# G519 Huffman crank



## Fred Green (Feb 28, 2020)

Hello,

     I just picked up a G519 and started restoring it. In another thread, https://thecabe.com/forum/threads/g519-ser-51874.165630/, Serge pointed out that I have a Columbia dogleg crank on the bike and it should be straight. I did a little research on Huffman cranks and believe that they used a dog leg crank pre war. I am unsure of the markings used by Huffman. Here is a picture of the markings on the crank. Is 35 a year date? Did Huffman use older instock parts on new bikes??

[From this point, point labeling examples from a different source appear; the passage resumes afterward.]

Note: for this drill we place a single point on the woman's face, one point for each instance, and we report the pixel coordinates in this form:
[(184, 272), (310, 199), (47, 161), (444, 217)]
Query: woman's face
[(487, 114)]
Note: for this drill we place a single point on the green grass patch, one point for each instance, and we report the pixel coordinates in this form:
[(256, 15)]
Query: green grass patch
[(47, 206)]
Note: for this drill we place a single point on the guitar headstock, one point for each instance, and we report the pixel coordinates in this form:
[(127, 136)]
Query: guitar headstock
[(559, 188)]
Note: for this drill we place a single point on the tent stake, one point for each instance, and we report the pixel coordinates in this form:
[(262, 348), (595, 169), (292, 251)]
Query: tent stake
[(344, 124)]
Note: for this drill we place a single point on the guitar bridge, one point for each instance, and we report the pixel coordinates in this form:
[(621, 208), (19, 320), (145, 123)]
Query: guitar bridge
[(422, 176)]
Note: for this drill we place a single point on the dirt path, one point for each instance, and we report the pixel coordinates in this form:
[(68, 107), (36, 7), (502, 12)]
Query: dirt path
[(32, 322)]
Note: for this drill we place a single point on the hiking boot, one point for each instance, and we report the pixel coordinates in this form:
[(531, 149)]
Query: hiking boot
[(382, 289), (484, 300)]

I will get a clearer photo but this one is marked 51    36. Is this pretty consistent with Huffman marks or Columbia ? Thanks for looking!

Fred
Sparta


----------



## johan willaert (Feb 28, 2020)

Yours is not the first Huffman I have seen with Westfield style crank.
I would keep it on the bike as it is part of its history, WW2 correct and could have installed during its use to replace broken parts


----------



## Fred Green (Feb 28, 2020)

Johan,

     Thanks for the quick reply. Do the markings tell us anything about the crank? Year date? Is the early Huffman dogleg crank considered a  Westfield crank? I could see where it could be a period replacement as the pedals are later too. In this restoration I am torn between restoring it to it's issue look or leaving it in the modified style that it is. 

Fred
Sparta


----------



## Fred Green (Feb 28, 2020)

Hello,

     Here are 2 other shots of the markings on the crank. Are these typical Columbia crank markings for the period or maybe early Huffman marking from an older civilian model?? Schwinn was notorious for using older parts on a new run of bikes. Could Huffman have done the same??

Fred
Sparta


----------



## johan willaert (Feb 28, 2020)

When I found Huffman D50546 the crank was missing but I fitted the set shown below which are or at least look period correct for the bike.
Correct type crank, chain wheel and Torrington #8 pedals with rubber blocks.


----------



## johan willaert (Feb 28, 2020)

Crank is marked 1A followed by what I believe 36 (not really clear) and HM CO on the other side which could mean Huffman Manufacturing Company.


----------



## johan willaert (Feb 28, 2020)

This is the dogleg crank that came on my 1943 MG138969 Columbia.
Sorry the marking isn't very clear, but photo was taken in pre-digital times and scanned...


----------



## johan willaert (Feb 28, 2020)

If I were restoring this bike, I would keep as much Original finish and parts as possible, including possible period correct replacement parts...
Just replace what isn't serviceable anymore, and get proper moving parts so you can ride it.... ( bearings, pedals etc...)
That is what I did with my 1942 Huffman and it is a great conversation piece.... They're only Original once...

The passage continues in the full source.